Los últimos acontecimientos denunciados sobre ciertas actividades de fragatas de la marina estadounidense sobre naves comerciales ecuatorianas demandan una aclaración urgente. Que los hechos hayan ocurrido en aguas que el Ecuador reclama como propias, o en aguas que los Estados Unidos reconocen como internacionales, o en aguas que tanto el uno como el otro las consideran internacionales, es lo de menos. Lo grave son los actos que habrían ocurrido: la destrucción de naves particulares. Tampoco interesa si estas naves se dedicaban al transporte de atún o de emigrantes ilegales. Lo cierto es que tales actos son ilegítimos, violatorios del derecho de propiedad privada. Y obviamente una ofensa a la soberanía del país, o lo que queda de ella.

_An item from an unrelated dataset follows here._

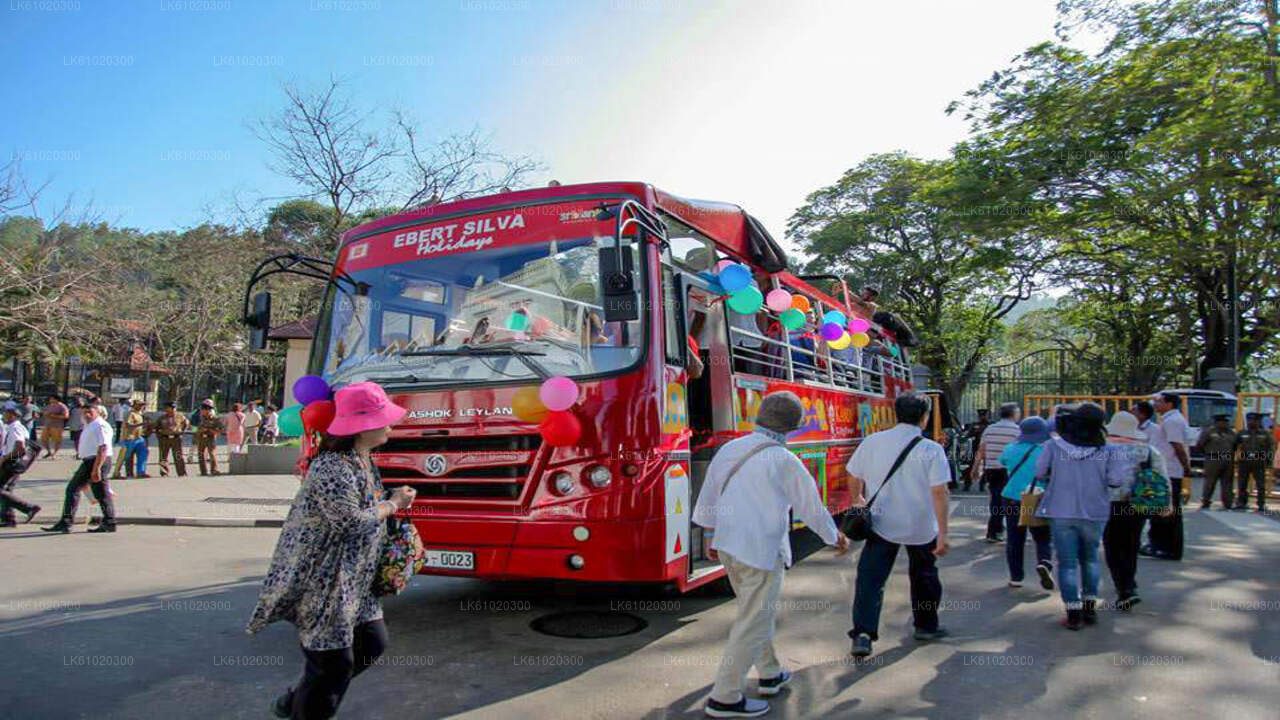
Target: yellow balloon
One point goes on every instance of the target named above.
(528, 406)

Este grave incidente debería servir de oportunidad para que revisemos nuestra absurda e incomprensible posición de quedarnos al margen del único régimen jurídico internacional que regula los océanos: el tratado del derecho del mar. Dicho régimen está vigente desde 1994, año en que entró en vigencia dicha convención suscrita en 1982, luego de tres décadas de complejas negociaciones. En su última fase, la convención significó probablemente uno de los pocos logros de los países en desarrollo, del llamado Tercer Mundo, en su afán de poner un poco de equilibrio en sus desajustadas relaciones con las naciones desarrolladas.

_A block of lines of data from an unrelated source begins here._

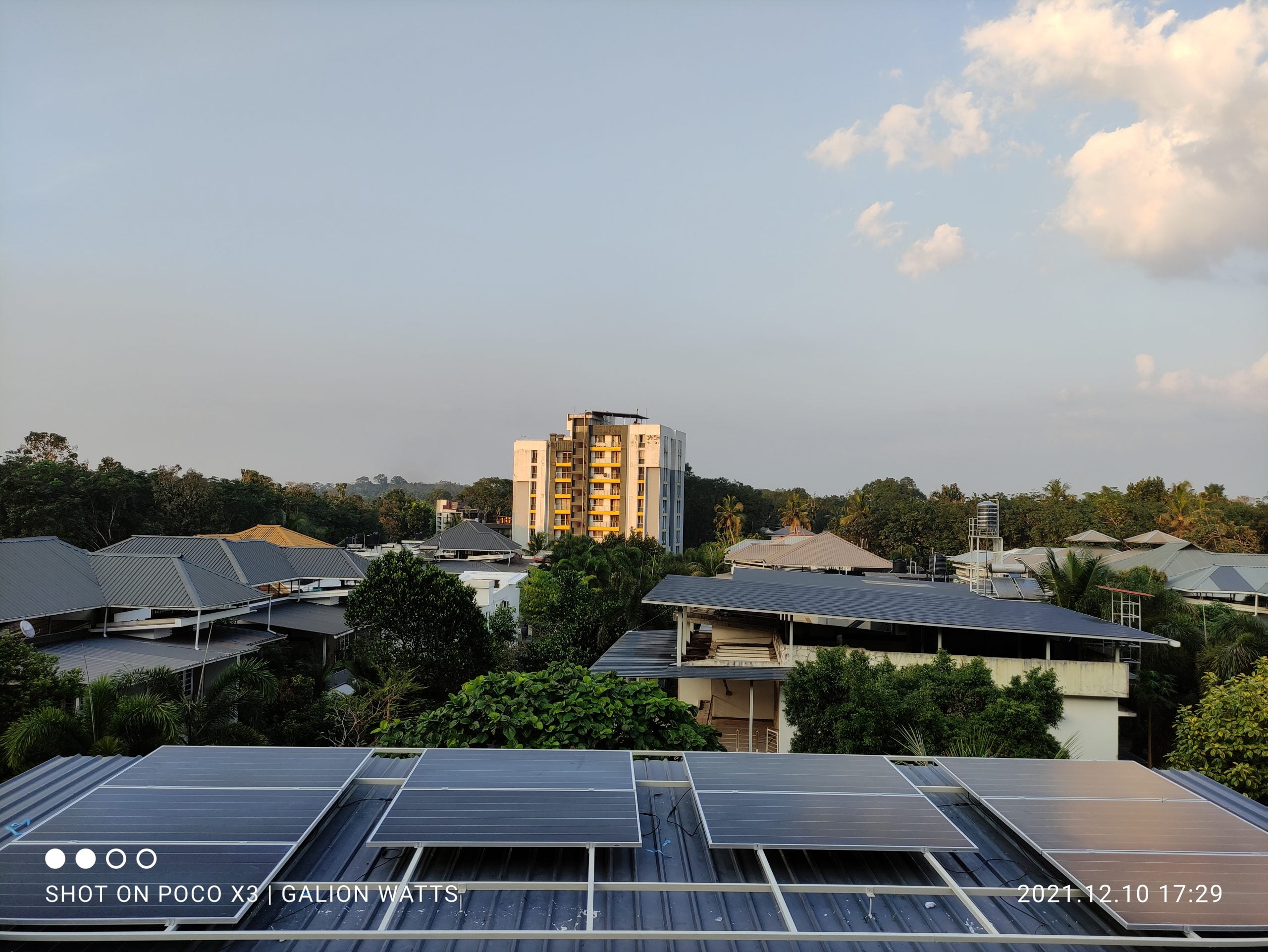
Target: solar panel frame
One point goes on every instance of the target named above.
(1068, 861)
(518, 796)
(288, 847)
(775, 794)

En la actualidad 145 naciones forman parte de la convención. El régimen por ella creado ha desarrollado una red de reglas –muchas de ellas basadas en principios de larga data–, instituciones y jurisprudencia de enorme importancia.
Incidentes como el denunciado tendrían en este régimen los canales multilaterales adecuados para su procesamiento.

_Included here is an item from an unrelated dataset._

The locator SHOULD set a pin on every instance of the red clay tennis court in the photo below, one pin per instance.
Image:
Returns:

Pero, lamentablemente, el Ecuador optó por quedarse al margen de la convención. Habiendo sido una de las naciones que lideraron una posición firme con respecto a los derechos de explotación económica en el mar, terminó perdiendo el tren al no saber flexibilizar su original planteamiento territorialista. Hoy virtualmente todos los países en desarrollo costeros forman parte de la convención.
Lo son también muchos países industrializados. Si bien los Estados Unidos se han negado a ratificar el tratado, su posición ha ido cambiando notablemente. El Comité de Asuntos Exteriores del Senado acaba de recomendar por unanimidad al Senado su ratificación.

Nuestro país bien habría podido estar ocupando en la actualidad un rol de liderazgo dentro del sistema que se ha venido desarrollando en el marco de la convención durante las dos últimas décadas. Lamentablemente la politiquería interna venció al sentido común. La historia de siempre. La de un país donde más importante es aparecer como patriota que construir una patria.

Pero convención aparte, la denuncia de los incidentes no deja de preocupar.  Especialmente porque sería un pincelazo más en ese cuadro de mal gusto que se viene pintando desde hace pocos años: el de nuestras relaciones con el gran país del norte. A veces parecería que con la entrega de la Base de Manta a los Estados Unidos terminamos entregando algo más que unos cuantos kilómetros de nuestro territorio.